First of all, note that $S_6$ has a doubly transitive action on 10 points, obtained from the action of $PSL_2(9)=A_6$ on the projective line over $\mathbb{F}_9$ by adding the Galois automorphism of $\mathbb{F}_9$, and this is the only faithful permutation action of $S_6$ of degree 10. $S_6$ has two irreducible characters of degree 9, one obtained from the other by tensoring with the alternating degree 1 charater. Only one of them, say $\chi$, can come up in the doubly transitive permutation character, as all the values $\chi$ are bounded from below by $-1$.

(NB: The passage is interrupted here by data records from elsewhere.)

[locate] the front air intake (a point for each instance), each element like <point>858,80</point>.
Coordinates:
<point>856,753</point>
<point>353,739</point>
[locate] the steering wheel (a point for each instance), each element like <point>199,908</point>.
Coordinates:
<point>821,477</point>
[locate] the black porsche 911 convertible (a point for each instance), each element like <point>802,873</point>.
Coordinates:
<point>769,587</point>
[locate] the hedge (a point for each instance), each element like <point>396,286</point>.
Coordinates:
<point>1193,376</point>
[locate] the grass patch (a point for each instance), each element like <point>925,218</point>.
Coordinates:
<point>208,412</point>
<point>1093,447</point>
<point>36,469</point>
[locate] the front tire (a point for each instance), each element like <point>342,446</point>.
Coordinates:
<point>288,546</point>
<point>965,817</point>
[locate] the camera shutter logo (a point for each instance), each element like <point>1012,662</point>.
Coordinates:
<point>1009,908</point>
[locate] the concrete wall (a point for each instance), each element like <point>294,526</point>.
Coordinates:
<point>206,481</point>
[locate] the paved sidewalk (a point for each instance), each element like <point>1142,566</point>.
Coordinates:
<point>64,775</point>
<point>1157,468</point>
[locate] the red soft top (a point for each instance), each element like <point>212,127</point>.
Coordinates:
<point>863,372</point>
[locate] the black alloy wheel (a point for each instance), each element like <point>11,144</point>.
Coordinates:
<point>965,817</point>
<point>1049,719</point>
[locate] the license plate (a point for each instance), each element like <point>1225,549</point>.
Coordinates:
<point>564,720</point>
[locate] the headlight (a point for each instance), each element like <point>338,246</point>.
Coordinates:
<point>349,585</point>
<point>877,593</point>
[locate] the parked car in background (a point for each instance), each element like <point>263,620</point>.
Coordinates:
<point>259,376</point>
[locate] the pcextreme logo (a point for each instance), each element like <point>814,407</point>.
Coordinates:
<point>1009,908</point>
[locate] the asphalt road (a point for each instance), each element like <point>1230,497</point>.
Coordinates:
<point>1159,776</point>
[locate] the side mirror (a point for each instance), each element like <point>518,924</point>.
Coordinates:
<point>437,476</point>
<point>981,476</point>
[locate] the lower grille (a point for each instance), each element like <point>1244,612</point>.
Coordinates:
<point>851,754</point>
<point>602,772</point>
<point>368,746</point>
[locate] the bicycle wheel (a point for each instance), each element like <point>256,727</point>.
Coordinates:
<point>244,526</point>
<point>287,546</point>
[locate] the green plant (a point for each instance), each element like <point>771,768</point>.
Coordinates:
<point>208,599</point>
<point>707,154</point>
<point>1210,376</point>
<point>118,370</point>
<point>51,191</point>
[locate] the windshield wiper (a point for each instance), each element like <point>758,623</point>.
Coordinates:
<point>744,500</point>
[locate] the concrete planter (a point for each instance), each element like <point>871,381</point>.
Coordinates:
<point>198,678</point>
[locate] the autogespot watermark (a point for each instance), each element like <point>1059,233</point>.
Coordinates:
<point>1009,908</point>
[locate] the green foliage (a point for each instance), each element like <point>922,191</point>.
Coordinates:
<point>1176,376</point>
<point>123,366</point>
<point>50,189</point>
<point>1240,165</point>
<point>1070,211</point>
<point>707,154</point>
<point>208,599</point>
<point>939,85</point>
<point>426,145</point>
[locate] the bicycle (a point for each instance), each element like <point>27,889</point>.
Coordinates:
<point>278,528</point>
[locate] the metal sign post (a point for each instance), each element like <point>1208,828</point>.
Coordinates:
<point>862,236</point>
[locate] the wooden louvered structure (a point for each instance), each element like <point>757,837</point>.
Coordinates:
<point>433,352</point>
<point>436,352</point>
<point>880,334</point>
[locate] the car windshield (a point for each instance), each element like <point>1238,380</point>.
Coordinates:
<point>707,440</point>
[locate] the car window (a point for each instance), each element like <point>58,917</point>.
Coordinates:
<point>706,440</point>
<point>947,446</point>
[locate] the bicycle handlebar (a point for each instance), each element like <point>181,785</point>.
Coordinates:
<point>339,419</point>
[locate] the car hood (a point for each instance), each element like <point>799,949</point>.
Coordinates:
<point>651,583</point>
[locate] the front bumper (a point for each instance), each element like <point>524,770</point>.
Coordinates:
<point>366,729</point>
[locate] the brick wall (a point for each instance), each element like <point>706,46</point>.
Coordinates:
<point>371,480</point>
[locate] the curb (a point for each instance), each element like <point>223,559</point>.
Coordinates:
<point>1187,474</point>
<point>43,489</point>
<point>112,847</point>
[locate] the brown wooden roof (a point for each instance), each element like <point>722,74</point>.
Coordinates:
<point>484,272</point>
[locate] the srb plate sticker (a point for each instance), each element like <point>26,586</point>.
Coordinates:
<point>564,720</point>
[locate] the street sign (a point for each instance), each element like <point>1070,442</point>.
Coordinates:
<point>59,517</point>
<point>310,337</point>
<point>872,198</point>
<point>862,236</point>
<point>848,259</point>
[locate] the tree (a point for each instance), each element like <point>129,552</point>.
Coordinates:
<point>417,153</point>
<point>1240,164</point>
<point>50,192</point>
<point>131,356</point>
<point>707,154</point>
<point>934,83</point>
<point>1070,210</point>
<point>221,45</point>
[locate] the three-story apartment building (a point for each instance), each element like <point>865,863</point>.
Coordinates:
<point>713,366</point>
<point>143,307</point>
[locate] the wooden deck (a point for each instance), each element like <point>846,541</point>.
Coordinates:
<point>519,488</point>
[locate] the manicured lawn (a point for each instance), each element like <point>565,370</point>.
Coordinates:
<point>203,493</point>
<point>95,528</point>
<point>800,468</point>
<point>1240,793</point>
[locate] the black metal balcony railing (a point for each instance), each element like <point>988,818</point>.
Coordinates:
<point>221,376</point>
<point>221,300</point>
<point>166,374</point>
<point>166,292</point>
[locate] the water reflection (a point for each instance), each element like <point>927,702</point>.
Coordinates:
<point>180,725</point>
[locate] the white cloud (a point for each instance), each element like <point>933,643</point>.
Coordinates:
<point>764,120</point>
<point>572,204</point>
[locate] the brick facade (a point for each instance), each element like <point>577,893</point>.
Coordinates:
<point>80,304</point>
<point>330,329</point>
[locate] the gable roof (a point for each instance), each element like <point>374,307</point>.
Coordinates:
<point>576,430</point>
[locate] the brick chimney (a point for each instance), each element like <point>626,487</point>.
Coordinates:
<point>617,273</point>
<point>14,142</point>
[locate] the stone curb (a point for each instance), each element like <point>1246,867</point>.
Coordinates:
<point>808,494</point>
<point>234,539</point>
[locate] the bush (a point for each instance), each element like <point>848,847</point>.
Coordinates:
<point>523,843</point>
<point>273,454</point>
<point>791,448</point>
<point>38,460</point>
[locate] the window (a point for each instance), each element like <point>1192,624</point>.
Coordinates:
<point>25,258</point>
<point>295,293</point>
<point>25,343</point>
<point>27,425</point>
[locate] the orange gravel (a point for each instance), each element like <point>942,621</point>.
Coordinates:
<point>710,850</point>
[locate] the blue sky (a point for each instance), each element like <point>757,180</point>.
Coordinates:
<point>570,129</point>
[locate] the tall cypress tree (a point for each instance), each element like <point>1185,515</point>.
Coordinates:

With GAP, it is very easy to answer everything on $S_6$. (One can replace this by an more human argument; you can also look up the character table in question in the literature, e.g. in the "Atlas of Finite Simple Groups".) In particular you can compute the irreducible characters of degree 9:

[ 9, -3, 1, -3, 0, 0, 0,  1, 1, -1, 0 ]
[ 9,  3, 1,  3, 0, 0, 0, -1, 1, -1, 0 ]

Thus $\chi$ is the latter one, and it does occur in the doubly transitive degree 9 permutation character of $S_6$ (add 1 to each entry).

To give you an example that having entries at least $-1$ is not enough to get a constituent of a doubly transitive character, note that $M_{11}$ (the smallest Mathieu sporadic simple group) has degrees 44 and 55 $\mathbb{Z}$-valued irreducible characters with values at least $-1$, but no degree 45 and 56 doubly transitive permutation representations (for case of 56, the group order is not divisible by 56).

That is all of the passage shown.